Russia's police have been under fire -- and intense scrutiny -- since April, when Denis Yevsyukov, a Moscow police officer, killed three people and wounded six more in a drunken shooting rampage at a supermarket. President Dmitry Medvedev fired Moscow's police chief several days after the shooting.
In May, Supreme Court Chairman Vycheslav Lebedev and Justice Minister Aleksandr Konovalov issued a report singling out the Interior Ministry as Russia's most corrupt institution.
But the current rumblings in high places are likely the result of something other than a sincere desire to reform the law enforcement system. The latest wave of high-profile cases notwithstanding, police corruption and brutality in Russia are nothing new. What is new, however, is the attention the issue is receiving from the elite.
The latest wave of police scandals come at a time of intense clan warfare in the Kremlin, as security-service veterans or "siloviki" surrounding Prime Minister Vladimir Putin battle for influence with technocrats close to President Dmitry Medvedev over Russia's future political and economic direction.
Nurgaliyev is closely associated with the siloviki and there has been persistent speculation in the Russian media and on the Internet that his job could be in jeopardy.

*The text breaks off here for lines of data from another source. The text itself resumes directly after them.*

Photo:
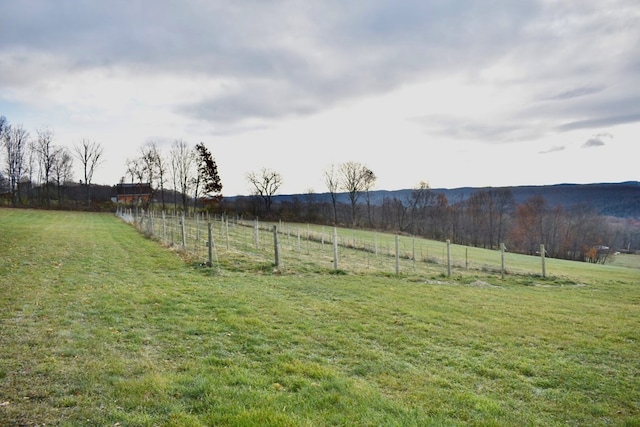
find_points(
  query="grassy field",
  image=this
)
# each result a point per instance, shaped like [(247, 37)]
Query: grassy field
[(101, 326)]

Political analyst Andrei Piontkovsky told "The Moscow Times" that Makarov's proposal to disband the Interior Ministry could be interpreted as an attempt by people close to Medvedev to weaken the siloviki:
Makarov's proposal has divided the ruling party. Some in United Russia distanced themselves from his comments. Andrei Pisarev, the political head of the party's executive committee, said they reflected Makarov's personal opinion and not that of United Russia. But he did get a nod of support from Deputy Duma Speaker Lyubov Sliska, who said, "there is no sense in reforming the Interior Ministry and perhaps a political decision should be made to take the steps proposed by Makarov."